Eisernes Kreuz II. Klasse am Band von Max Haller (1892-1960)

2004/61/217
Alltagskultur
Silber, Eisen, Messing, Textil
Deutsches Reich Verleihungsdatum 19.11.1916
Höhe: 4.3 cm Breite: 4.3 cm Tiefe: 0.4 cm Ohne Band gemessen. Mit Band: 8,5 x 5,0 x 1,0 cm
Schenkung von I. Dinah Haller
Eisernes Kreuz II. Klasse, mit Anhänger am Band in preußischen Farben (schwarz-weiß). Vorderseite: Krone / "W" / "1914"; Rückseite: Krone / "FW" / Eichenlaub / "1813",

Laut vorläufigem Besitzzeugnis, ausgestellt im Januar 1917, wurde dem Maschinistmaat der Deutschen Unterseebootsflotille Max Haller das Eiserne Kreuz am 19. November 1916 verliehen.
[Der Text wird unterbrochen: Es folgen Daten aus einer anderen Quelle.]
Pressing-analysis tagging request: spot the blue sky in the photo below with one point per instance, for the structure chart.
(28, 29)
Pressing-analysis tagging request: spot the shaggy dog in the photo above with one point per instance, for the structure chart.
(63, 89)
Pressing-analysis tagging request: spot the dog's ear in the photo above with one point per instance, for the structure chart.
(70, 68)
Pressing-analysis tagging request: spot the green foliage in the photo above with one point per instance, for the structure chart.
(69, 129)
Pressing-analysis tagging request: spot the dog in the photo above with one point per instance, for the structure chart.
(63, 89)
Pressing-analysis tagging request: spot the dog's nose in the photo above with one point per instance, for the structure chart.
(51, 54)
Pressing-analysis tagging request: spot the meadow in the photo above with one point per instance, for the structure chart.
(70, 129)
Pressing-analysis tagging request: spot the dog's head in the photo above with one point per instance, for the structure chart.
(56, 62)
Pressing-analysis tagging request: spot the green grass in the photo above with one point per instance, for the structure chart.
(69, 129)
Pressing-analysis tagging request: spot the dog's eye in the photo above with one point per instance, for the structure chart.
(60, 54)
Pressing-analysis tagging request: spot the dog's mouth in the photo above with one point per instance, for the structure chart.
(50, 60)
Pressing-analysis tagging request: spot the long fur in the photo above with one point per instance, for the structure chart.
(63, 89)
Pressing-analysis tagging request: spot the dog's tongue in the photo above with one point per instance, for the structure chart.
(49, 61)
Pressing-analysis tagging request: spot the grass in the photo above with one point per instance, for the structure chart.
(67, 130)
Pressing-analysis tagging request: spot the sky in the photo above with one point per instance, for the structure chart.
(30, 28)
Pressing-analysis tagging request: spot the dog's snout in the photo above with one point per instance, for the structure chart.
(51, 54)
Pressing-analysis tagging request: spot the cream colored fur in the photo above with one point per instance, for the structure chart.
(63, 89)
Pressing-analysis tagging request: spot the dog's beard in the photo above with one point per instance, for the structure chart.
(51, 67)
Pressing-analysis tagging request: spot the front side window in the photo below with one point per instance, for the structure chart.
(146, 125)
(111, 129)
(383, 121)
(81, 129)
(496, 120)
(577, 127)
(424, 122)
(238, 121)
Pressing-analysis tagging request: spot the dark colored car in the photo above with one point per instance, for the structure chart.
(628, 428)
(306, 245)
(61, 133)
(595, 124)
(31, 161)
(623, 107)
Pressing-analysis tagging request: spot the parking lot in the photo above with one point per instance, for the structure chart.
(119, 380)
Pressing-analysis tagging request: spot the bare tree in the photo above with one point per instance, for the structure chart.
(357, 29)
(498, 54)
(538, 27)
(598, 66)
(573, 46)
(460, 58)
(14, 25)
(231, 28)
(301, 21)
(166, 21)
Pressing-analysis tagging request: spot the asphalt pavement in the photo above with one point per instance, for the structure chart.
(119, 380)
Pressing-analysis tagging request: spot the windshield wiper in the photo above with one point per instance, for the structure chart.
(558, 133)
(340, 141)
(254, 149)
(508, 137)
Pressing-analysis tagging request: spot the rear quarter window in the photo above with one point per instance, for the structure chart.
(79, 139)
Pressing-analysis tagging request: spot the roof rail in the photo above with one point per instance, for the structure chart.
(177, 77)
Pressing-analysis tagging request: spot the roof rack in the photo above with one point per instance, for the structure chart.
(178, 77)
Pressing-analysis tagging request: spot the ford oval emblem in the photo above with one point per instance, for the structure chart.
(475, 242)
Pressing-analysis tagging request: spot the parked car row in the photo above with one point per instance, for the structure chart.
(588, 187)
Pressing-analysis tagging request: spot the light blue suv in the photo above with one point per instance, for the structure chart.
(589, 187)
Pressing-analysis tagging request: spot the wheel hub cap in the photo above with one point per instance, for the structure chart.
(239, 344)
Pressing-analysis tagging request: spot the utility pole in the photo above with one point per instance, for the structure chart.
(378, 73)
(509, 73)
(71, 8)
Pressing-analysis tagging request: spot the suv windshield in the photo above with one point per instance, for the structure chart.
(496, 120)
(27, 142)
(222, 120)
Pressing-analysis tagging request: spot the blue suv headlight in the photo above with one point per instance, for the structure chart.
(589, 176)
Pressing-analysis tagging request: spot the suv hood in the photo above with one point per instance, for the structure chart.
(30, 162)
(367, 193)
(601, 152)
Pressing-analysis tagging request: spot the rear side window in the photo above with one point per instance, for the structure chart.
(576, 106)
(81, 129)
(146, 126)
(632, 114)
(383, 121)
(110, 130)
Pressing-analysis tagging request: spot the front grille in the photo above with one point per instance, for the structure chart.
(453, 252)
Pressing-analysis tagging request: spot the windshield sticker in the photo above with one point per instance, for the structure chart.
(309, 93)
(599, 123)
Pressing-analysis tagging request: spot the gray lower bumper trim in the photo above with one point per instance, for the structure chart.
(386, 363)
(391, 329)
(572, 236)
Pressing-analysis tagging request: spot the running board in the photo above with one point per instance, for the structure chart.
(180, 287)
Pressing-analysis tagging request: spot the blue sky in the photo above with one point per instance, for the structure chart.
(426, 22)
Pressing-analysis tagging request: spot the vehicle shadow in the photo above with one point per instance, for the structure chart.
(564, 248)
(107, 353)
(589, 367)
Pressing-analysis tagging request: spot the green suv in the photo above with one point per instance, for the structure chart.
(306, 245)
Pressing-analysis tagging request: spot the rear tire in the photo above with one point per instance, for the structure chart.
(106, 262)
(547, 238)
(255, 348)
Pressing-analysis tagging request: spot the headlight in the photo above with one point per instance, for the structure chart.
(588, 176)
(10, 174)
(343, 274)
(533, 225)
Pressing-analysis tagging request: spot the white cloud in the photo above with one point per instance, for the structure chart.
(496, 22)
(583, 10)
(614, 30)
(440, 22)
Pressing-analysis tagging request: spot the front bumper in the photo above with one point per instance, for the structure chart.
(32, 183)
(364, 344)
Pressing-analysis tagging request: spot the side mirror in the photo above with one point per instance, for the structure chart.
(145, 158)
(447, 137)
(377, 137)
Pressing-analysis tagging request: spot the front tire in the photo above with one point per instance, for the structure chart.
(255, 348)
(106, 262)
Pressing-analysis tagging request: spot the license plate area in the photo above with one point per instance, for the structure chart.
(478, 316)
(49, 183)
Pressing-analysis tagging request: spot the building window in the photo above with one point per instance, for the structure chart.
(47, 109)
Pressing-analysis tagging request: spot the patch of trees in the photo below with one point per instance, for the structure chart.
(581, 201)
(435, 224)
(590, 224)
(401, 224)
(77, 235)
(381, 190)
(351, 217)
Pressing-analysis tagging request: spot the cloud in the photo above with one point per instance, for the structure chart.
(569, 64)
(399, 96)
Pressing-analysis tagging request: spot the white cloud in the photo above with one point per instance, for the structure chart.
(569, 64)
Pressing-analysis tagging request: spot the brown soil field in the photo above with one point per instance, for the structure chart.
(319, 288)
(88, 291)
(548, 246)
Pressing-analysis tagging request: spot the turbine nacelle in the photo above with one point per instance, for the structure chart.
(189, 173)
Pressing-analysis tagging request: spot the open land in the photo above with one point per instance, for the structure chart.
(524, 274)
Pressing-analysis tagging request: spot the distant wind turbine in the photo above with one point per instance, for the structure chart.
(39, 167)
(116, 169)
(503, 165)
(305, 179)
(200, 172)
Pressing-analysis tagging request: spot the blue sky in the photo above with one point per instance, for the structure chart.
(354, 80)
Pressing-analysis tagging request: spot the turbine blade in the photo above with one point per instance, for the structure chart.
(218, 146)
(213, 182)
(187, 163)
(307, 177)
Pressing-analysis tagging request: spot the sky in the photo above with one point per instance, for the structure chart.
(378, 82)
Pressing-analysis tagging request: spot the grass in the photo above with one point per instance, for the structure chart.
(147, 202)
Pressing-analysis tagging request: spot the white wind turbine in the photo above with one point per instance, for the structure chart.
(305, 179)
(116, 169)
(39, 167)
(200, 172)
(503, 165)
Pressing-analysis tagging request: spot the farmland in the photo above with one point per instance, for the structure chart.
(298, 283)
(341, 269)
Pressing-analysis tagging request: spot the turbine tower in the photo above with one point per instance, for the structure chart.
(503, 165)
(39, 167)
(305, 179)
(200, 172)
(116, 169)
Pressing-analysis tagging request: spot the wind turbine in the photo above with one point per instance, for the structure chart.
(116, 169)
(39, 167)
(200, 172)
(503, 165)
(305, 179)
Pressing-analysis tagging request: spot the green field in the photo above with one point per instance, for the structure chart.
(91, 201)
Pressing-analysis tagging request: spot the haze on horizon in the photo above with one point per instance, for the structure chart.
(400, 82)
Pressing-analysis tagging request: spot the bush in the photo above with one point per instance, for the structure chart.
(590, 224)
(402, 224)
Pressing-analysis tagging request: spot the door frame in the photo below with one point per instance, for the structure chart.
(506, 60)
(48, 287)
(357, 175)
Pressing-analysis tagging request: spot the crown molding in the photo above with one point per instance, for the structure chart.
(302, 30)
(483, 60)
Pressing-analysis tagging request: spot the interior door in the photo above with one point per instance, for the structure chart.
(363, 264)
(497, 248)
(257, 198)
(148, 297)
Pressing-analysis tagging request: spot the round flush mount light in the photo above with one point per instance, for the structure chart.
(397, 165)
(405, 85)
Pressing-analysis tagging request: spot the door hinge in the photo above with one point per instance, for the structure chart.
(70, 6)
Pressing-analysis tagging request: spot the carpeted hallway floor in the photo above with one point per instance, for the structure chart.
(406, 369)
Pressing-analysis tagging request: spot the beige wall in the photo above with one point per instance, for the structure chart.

Max Haller, Sohn eines Synagogenkantors, stammte aus Schlesien, nach einer Lehre als Maschinist fuhr er seit 1911 zur See. Zu Beginn des Krieges diente er auf der Panzerfregatte S.M.S. Preußen, 1916 ließ er sich auf das U-Boot U.C.22 versetzen. Haller war im Mittelmeer stationiert, wo die deutschen U-Boote das verbündete Osmanische Reich unterstützten. Daher sind unter seinen vielen Orden auch einige in türkischer Sprache, die damals noch mit arabischen Buchstaben geschrieben wurde. Zusammen mit anderen Ordensträgern wurde Haller im Israelitischen Familienblatt als "Jüdischer Ritter des Eisernen Kreuzes" geehrt.
Nach seiner Emigration 1933 von Berlin nach Palästina diente er in der britischen und später in der israelischen Marine. 1958 kehrte er mit seiner Frau nach Berlin zurück.